Introduction

The binary number system plays a central role in how information is stored and calculated on computers. Knowing how the binary system works, can help us understand how computers function, translate input and display results/outputs.

This instructable is about negative binary numbers. It will teach you how to convert negative numbers to binary numbers. Instructions for adding in binary have also been included in this instructable.

Supplies:

· Pencil

· Paper

· Calculator (recommended)

Time: 15 – 20 minutes

Step 1: Divide Until You Reach Zero

Example

Take the number, ignore the negative sign, and divide the number by 2 and write down the remainder to the right as shown in the picture. (In the picture 'R' stands for the remainder.) Even if the remainder is 0, write it down to the right. Now, keep dividing each quotient by 2 until zero is the quotient and keep writing down the remainder to the right. It is better to continue this division downward by writing down each quotient under the previous quotient as shown in picture.

If you have trouble dividing the number use a calculator. In the calculator, when you divide a number by 2, you will either get a whole number(ex: 22) or get a number ending in .5(ex: 22.5). If the quotient is a whole number it means that the remainder is 0 and if the quotient ends in .5 it means that the remainder is 1. As you are dividing, make sure all the remainders are either 1 or 0. When you are finished check to make sure that the number of times you divide equals the number of remainders you have to the right. In the example, notice that the number has been divided 9 times and there are 9 remainders written to the right.

Step 2: Derive Result

Example

Write down the remainders bottom to top linearly to get a sequence of 1s and 0s (binary sequence), as shown in the picture. Make sure that the length of the binary sequence is equal to the number of remainders you have written to the right of your division.

Now, starting at the end of the binary sequence draw a long line every 4 numbers. Refer to the picture if you have any confusion.

Step 3: Extend Binary Sequence

The size of the binary sequence can either be a double word, word, or a byte, which are 32, 16, and 8 bits respectively. 32, 16 or 8 are the number of binary numbers( 1s or 0s), you will have in your final answer. Most times if the problem asks us to find the double word/word-length/ byte-length binary representation of a number we extend the answer to their size with 0s.

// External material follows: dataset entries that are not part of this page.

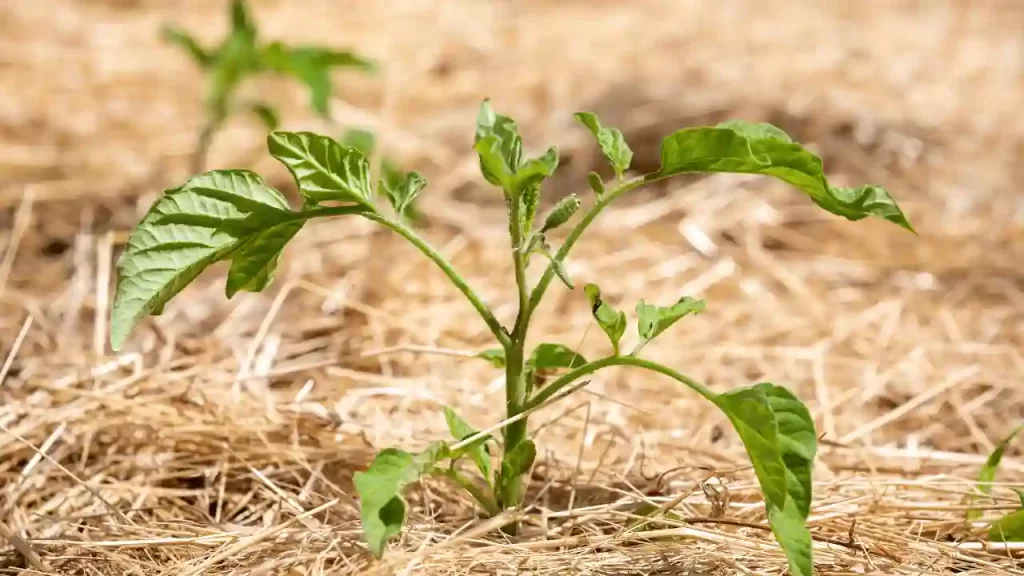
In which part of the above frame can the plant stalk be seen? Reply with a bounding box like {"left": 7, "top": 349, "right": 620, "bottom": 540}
{"left": 525, "top": 355, "right": 716, "bottom": 411}
{"left": 361, "top": 213, "right": 511, "bottom": 349}
{"left": 499, "top": 192, "right": 532, "bottom": 518}
{"left": 192, "top": 117, "right": 221, "bottom": 175}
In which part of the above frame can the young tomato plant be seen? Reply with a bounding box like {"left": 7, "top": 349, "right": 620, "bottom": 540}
{"left": 110, "top": 100, "right": 914, "bottom": 576}
{"left": 163, "top": 0, "right": 375, "bottom": 173}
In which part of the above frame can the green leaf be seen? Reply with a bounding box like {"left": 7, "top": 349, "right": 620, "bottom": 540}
{"left": 969, "top": 424, "right": 1024, "bottom": 520}
{"left": 574, "top": 112, "right": 633, "bottom": 178}
{"left": 714, "top": 383, "right": 816, "bottom": 576}
{"left": 476, "top": 348, "right": 506, "bottom": 368}
{"left": 635, "top": 297, "right": 706, "bottom": 343}
{"left": 989, "top": 509, "right": 1024, "bottom": 542}
{"left": 110, "top": 170, "right": 298, "bottom": 351}
{"left": 527, "top": 343, "right": 588, "bottom": 371}
{"left": 443, "top": 407, "right": 492, "bottom": 485}
{"left": 268, "top": 131, "right": 374, "bottom": 208}
{"left": 248, "top": 102, "right": 279, "bottom": 131}
{"left": 383, "top": 171, "right": 427, "bottom": 218}
{"left": 540, "top": 194, "right": 581, "bottom": 233}
{"left": 649, "top": 120, "right": 914, "bottom": 232}
{"left": 499, "top": 439, "right": 537, "bottom": 488}
{"left": 583, "top": 283, "right": 626, "bottom": 355}
{"left": 161, "top": 26, "right": 212, "bottom": 68}
{"left": 261, "top": 43, "right": 376, "bottom": 117}
{"left": 474, "top": 100, "right": 522, "bottom": 192}
{"left": 354, "top": 442, "right": 449, "bottom": 558}
{"left": 511, "top": 147, "right": 559, "bottom": 197}
{"left": 225, "top": 220, "right": 303, "bottom": 297}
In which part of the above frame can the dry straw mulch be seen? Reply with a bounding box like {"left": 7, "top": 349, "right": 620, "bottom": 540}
{"left": 2, "top": 0, "right": 1024, "bottom": 574}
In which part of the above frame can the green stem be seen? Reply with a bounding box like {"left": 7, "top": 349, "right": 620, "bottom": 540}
{"left": 192, "top": 116, "right": 221, "bottom": 174}
{"left": 523, "top": 177, "right": 647, "bottom": 330}
{"left": 526, "top": 355, "right": 716, "bottom": 411}
{"left": 305, "top": 207, "right": 511, "bottom": 349}
{"left": 500, "top": 193, "right": 531, "bottom": 513}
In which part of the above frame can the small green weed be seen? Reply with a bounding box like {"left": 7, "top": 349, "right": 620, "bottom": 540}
{"left": 969, "top": 425, "right": 1024, "bottom": 541}
{"left": 110, "top": 100, "right": 914, "bottom": 576}
{"left": 163, "top": 0, "right": 375, "bottom": 172}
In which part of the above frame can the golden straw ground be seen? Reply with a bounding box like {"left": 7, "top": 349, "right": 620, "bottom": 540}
{"left": 1, "top": 0, "right": 1023, "bottom": 573}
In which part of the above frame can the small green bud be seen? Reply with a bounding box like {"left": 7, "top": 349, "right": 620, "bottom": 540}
{"left": 587, "top": 171, "right": 605, "bottom": 195}
{"left": 540, "top": 194, "right": 581, "bottom": 233}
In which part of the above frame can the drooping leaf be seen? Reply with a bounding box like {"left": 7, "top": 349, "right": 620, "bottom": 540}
{"left": 110, "top": 170, "right": 299, "bottom": 351}
{"left": 714, "top": 383, "right": 816, "bottom": 576}
{"left": 161, "top": 26, "right": 212, "bottom": 68}
{"left": 225, "top": 220, "right": 303, "bottom": 297}
{"left": 969, "top": 424, "right": 1024, "bottom": 520}
{"left": 444, "top": 407, "right": 492, "bottom": 485}
{"left": 583, "top": 283, "right": 626, "bottom": 355}
{"left": 527, "top": 343, "right": 588, "bottom": 371}
{"left": 635, "top": 297, "right": 706, "bottom": 343}
{"left": 538, "top": 250, "right": 574, "bottom": 289}
{"left": 261, "top": 43, "right": 376, "bottom": 116}
{"left": 248, "top": 102, "right": 279, "bottom": 131}
{"left": 354, "top": 442, "right": 448, "bottom": 558}
{"left": 540, "top": 194, "right": 581, "bottom": 233}
{"left": 476, "top": 348, "right": 506, "bottom": 368}
{"left": 989, "top": 509, "right": 1024, "bottom": 543}
{"left": 383, "top": 171, "right": 427, "bottom": 218}
{"left": 268, "top": 131, "right": 374, "bottom": 208}
{"left": 574, "top": 112, "right": 633, "bottom": 178}
{"left": 649, "top": 120, "right": 914, "bottom": 232}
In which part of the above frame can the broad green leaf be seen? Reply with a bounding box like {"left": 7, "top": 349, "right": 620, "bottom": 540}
{"left": 476, "top": 348, "right": 505, "bottom": 368}
{"left": 969, "top": 424, "right": 1024, "bottom": 520}
{"left": 161, "top": 26, "right": 212, "bottom": 68}
{"left": 574, "top": 112, "right": 633, "bottom": 178}
{"left": 636, "top": 297, "right": 706, "bottom": 343}
{"left": 989, "top": 509, "right": 1024, "bottom": 542}
{"left": 527, "top": 343, "right": 587, "bottom": 370}
{"left": 443, "top": 407, "right": 492, "bottom": 485}
{"left": 714, "top": 383, "right": 816, "bottom": 576}
{"left": 248, "top": 102, "right": 279, "bottom": 131}
{"left": 225, "top": 220, "right": 303, "bottom": 297}
{"left": 383, "top": 171, "right": 427, "bottom": 218}
{"left": 649, "top": 121, "right": 914, "bottom": 232}
{"left": 110, "top": 170, "right": 298, "bottom": 351}
{"left": 583, "top": 283, "right": 626, "bottom": 355}
{"left": 268, "top": 131, "right": 374, "bottom": 208}
{"left": 261, "top": 43, "right": 376, "bottom": 116}
{"left": 540, "top": 194, "right": 581, "bottom": 233}
{"left": 354, "top": 442, "right": 448, "bottom": 558}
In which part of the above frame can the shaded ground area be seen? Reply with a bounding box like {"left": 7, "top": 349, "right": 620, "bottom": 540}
{"left": 1, "top": 0, "right": 1023, "bottom": 573}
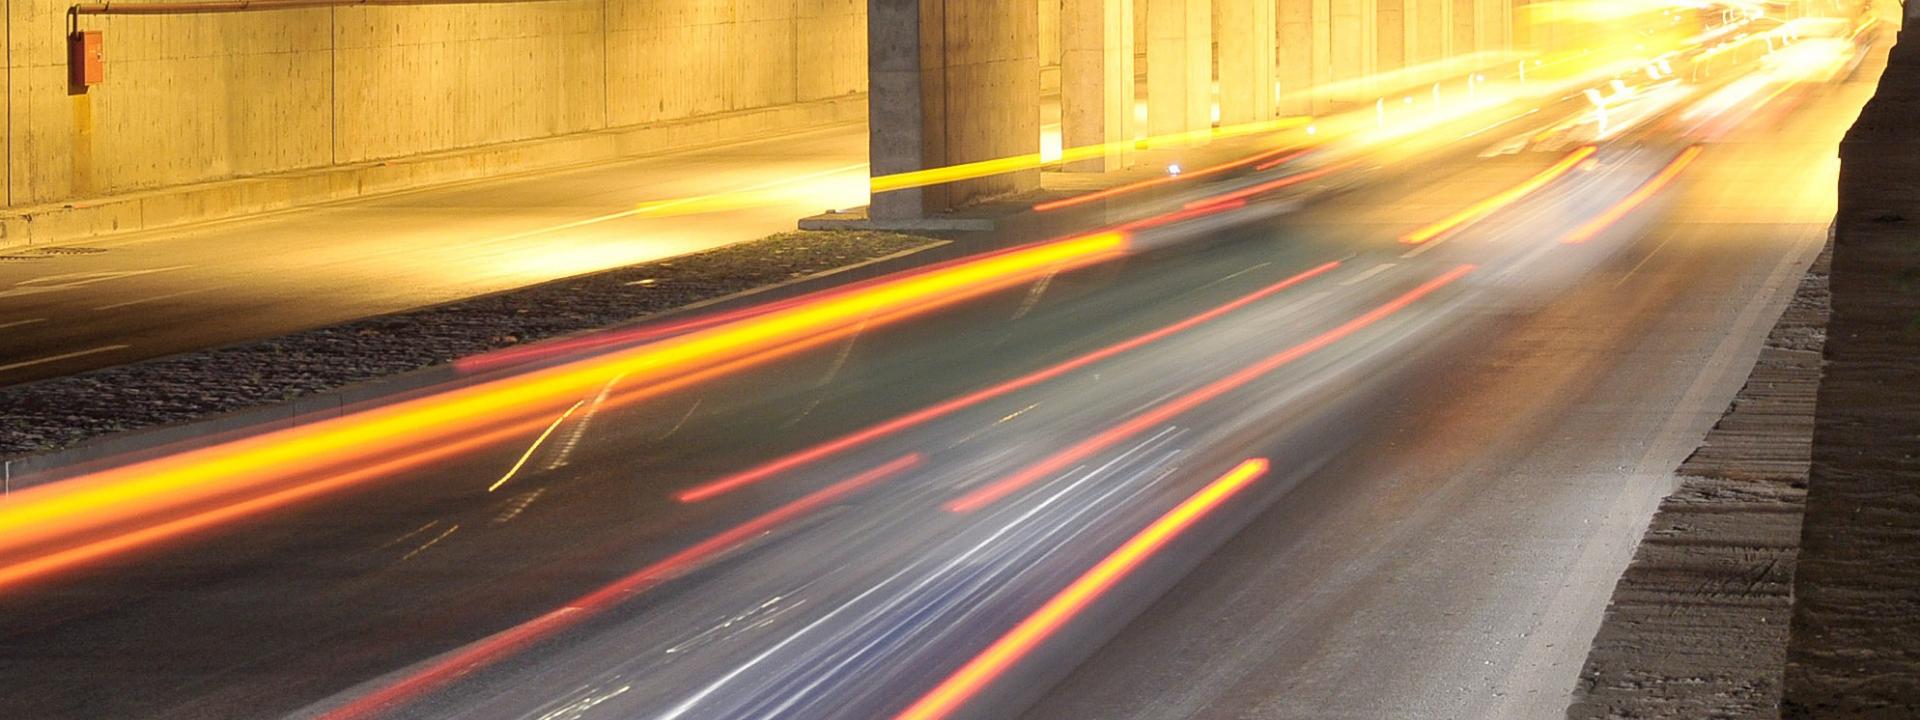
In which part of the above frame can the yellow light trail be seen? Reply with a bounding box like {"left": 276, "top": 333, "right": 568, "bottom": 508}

Byte = 8 bits = 8 numbers in binary sequence

Word = 16 bits = 16 numbers in binary sequence

Double Word = 32 bits = 32 numbers in binary sequence

Few examples on extending:

- If our binary sequence ends up being 111 1000, and we are told to find the byte-length binary representation we add an extra zero to the beginning, so that the final binary sequence is: 0111 1000. We add one zero to the front because our binary sequence had only 7 numbers and a byte requires 8 numbers and 8 - 7 = 1.

- If our binary sequence ends up being 01 0111 1000, and we are told to find the word-length binary representation we add six zeros to the beginning, so that the final binary sequence is: 0000 0001 0111 1000. We add six zeros to the front because our binary sequence had only 10 numbers and a byte requires 16 numbers and 16 - 10 = 6.

Example

In our example, the binary sequence we have is 1 0100 1000, and we are told to find the word-length binary representation. There are 9 numbers in this binary sequence and we need there to be 16 numbers in the sequence. So, we add seven zeros to the beginning of the binary sequence (16 - 9 = 7).

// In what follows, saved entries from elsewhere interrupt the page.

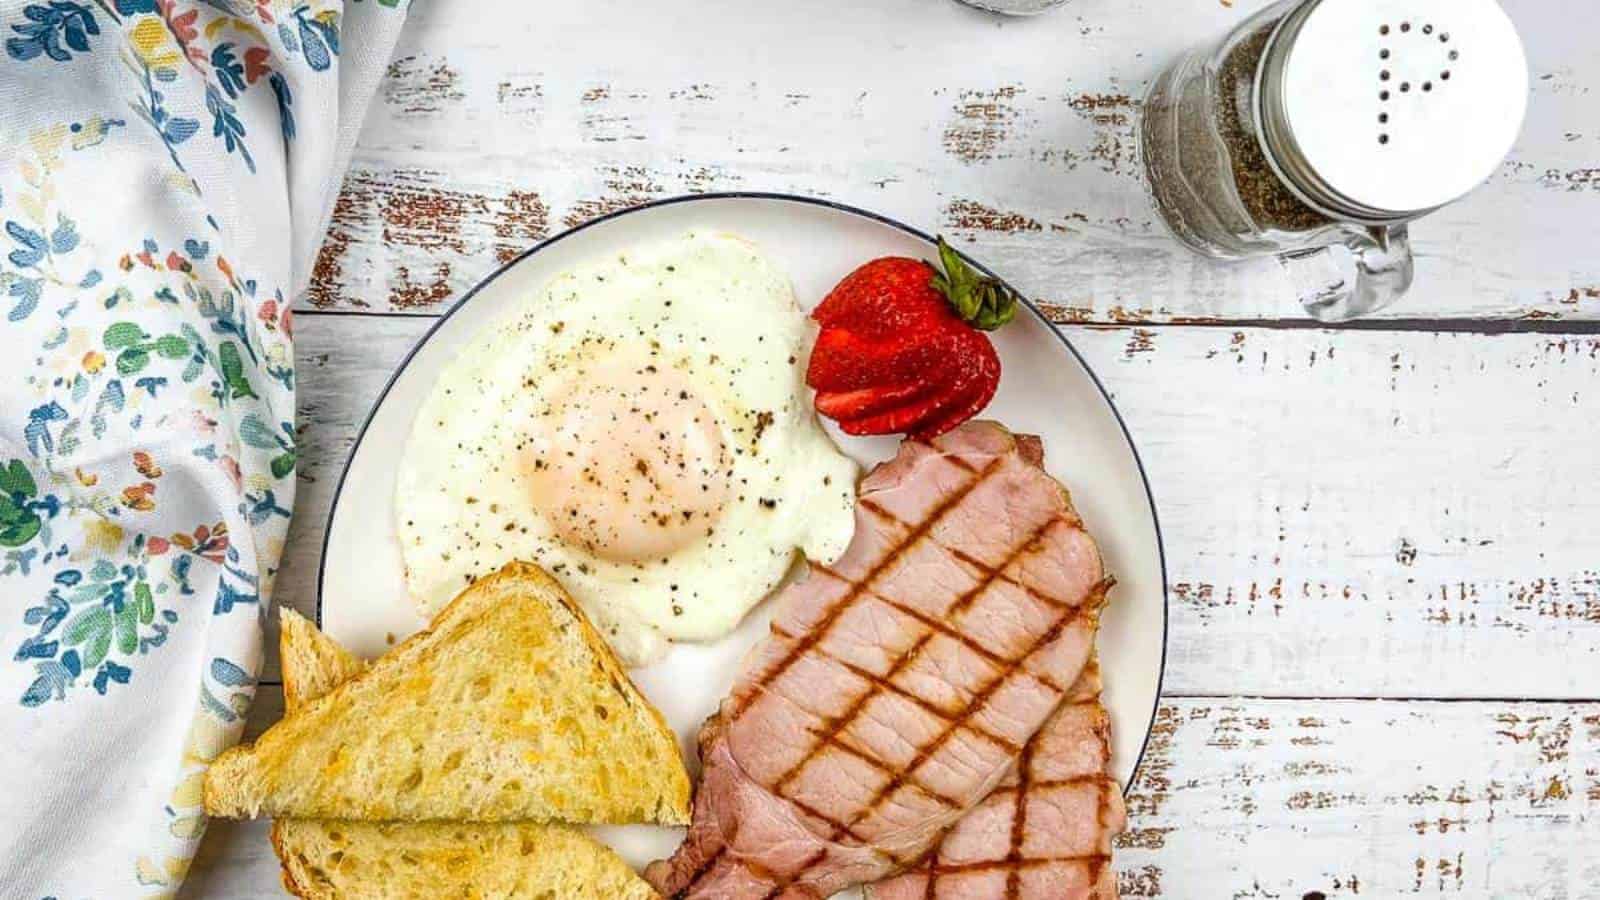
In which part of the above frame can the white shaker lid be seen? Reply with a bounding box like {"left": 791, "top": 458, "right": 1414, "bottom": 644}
{"left": 1265, "top": 0, "right": 1528, "bottom": 219}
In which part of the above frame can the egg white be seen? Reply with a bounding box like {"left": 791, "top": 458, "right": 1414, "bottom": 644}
{"left": 395, "top": 232, "right": 858, "bottom": 665}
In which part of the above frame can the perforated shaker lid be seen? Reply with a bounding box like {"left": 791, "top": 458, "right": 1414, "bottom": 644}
{"left": 1258, "top": 0, "right": 1528, "bottom": 221}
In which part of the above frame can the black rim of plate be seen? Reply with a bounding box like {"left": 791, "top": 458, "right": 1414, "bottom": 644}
{"left": 313, "top": 190, "right": 1170, "bottom": 795}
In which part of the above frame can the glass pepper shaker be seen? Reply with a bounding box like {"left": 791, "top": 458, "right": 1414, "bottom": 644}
{"left": 1141, "top": 0, "right": 1528, "bottom": 321}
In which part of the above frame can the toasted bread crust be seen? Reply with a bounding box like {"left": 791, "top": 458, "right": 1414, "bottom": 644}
{"left": 266, "top": 592, "right": 661, "bottom": 899}
{"left": 268, "top": 820, "right": 309, "bottom": 899}
{"left": 204, "top": 561, "right": 690, "bottom": 824}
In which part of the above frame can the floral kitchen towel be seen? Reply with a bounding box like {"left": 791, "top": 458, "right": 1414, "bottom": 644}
{"left": 0, "top": 0, "right": 408, "bottom": 894}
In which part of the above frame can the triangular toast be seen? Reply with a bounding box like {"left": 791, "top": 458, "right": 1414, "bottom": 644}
{"left": 268, "top": 608, "right": 656, "bottom": 899}
{"left": 279, "top": 606, "right": 367, "bottom": 709}
{"left": 205, "top": 561, "right": 690, "bottom": 825}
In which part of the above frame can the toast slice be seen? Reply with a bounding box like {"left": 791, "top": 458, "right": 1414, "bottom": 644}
{"left": 271, "top": 820, "right": 658, "bottom": 899}
{"left": 205, "top": 561, "right": 691, "bottom": 825}
{"left": 270, "top": 609, "right": 656, "bottom": 899}
{"left": 279, "top": 607, "right": 367, "bottom": 709}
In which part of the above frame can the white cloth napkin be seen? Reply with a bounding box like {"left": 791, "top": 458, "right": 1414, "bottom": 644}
{"left": 0, "top": 0, "right": 407, "bottom": 894}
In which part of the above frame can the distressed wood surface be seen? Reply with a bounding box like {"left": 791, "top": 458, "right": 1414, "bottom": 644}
{"left": 301, "top": 0, "right": 1600, "bottom": 322}
{"left": 264, "top": 315, "right": 1600, "bottom": 699}
{"left": 190, "top": 0, "right": 1600, "bottom": 895}
{"left": 183, "top": 691, "right": 1600, "bottom": 899}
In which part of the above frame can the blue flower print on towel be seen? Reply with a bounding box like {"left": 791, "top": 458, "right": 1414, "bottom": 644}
{"left": 0, "top": 0, "right": 408, "bottom": 890}
{"left": 6, "top": 1, "right": 101, "bottom": 63}
{"left": 6, "top": 225, "right": 290, "bottom": 709}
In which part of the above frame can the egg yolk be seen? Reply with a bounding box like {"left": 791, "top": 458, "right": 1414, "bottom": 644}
{"left": 522, "top": 358, "right": 731, "bottom": 563}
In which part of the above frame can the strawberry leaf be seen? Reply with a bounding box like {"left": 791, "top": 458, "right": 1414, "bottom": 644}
{"left": 930, "top": 236, "right": 1019, "bottom": 331}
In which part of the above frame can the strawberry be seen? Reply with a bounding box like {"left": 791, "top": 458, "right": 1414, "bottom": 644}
{"left": 807, "top": 237, "right": 1017, "bottom": 439}
{"left": 836, "top": 388, "right": 954, "bottom": 437}
{"left": 908, "top": 334, "right": 1000, "bottom": 440}
{"left": 814, "top": 379, "right": 945, "bottom": 421}
{"left": 812, "top": 257, "right": 953, "bottom": 337}
{"left": 806, "top": 328, "right": 957, "bottom": 392}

Step 4: 2’s Complement Representation

2's Complement notation is how every computer represents negative integers. To get the two's complement notation of a negative integer, you write out the number in binary, invert the digits, and then add one.

Example

Draw a line under the binary sequence from previous step and flip each bit(under each 1 write down a 0 and under each 0 write down a 1). The new “flipped” binary sequence should be the same length as the previous binary sequence.

Step 5: Add One

There is one important rule to binary addition. If we are adding a 1 and a 1 it is equal to 10, not 2. So when we add 1 and 1, we place 0 in the answer box and carry the 1 (add as if you are adding 10 to normal numbers).

Example

See the example in the picture, if you have any confusion on how to add.

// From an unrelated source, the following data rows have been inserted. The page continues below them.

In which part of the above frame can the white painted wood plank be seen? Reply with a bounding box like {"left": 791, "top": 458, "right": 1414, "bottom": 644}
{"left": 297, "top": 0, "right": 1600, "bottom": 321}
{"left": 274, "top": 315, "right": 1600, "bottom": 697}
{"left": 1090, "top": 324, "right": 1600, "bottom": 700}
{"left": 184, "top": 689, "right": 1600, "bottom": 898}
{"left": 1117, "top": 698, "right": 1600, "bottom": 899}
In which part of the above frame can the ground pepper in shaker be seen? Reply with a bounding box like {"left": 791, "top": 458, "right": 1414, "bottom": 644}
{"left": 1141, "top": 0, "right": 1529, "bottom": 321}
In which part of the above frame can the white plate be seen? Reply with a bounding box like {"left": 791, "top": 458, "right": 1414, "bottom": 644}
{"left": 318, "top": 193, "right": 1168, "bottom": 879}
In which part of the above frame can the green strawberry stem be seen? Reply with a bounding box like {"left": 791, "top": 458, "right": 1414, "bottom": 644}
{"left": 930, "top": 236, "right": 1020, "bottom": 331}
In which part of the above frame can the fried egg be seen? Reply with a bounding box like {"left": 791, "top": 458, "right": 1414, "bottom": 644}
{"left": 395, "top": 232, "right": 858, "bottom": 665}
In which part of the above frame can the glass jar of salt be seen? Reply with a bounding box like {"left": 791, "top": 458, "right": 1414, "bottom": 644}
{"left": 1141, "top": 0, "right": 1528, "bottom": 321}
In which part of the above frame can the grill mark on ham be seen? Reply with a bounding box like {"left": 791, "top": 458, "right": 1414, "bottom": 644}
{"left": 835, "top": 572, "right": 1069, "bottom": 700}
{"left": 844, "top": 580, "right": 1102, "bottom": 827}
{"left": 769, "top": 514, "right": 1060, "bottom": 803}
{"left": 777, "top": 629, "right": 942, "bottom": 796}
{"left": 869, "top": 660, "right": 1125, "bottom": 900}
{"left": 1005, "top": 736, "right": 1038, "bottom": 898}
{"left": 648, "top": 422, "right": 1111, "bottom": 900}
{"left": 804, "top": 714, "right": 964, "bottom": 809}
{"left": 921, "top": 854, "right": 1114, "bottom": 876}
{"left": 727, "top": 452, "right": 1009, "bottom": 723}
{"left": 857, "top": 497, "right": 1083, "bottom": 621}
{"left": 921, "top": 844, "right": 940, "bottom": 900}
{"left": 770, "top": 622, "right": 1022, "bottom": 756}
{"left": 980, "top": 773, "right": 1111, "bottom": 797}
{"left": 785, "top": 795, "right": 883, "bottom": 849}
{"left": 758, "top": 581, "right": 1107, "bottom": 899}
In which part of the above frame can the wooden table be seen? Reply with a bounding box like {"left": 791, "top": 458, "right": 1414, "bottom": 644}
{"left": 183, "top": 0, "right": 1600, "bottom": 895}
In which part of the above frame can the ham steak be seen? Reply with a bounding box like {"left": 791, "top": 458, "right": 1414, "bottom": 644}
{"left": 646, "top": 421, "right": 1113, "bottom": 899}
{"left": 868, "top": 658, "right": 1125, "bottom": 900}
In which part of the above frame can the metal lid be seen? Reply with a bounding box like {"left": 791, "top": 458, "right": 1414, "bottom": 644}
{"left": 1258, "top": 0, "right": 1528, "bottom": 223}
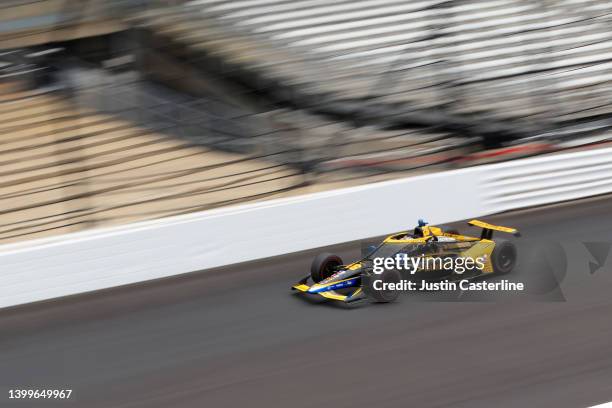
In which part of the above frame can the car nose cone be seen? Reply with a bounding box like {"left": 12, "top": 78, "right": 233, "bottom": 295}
{"left": 308, "top": 284, "right": 322, "bottom": 293}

Step 6: Final Answer Format

There are 3 ways to represent numbers in computer science: binary, hexadecimal and decimal. Decimal is the way we represent numbers in every day life and has a base 10. Hexadecimal, like binary is another way we represent numbers and has a base 16. Binary has a base of 2.

Decimal ---> Base 10

Hexadecimal --> Base 16

Binary --> Base 2

Example

Group the binary sequence into groups of 4 leaving a space between each group, as shown in the picture. To indicate our answer is in binary (binary numbers are base 2), we must include a 2 at the bottom right corner of the sequence.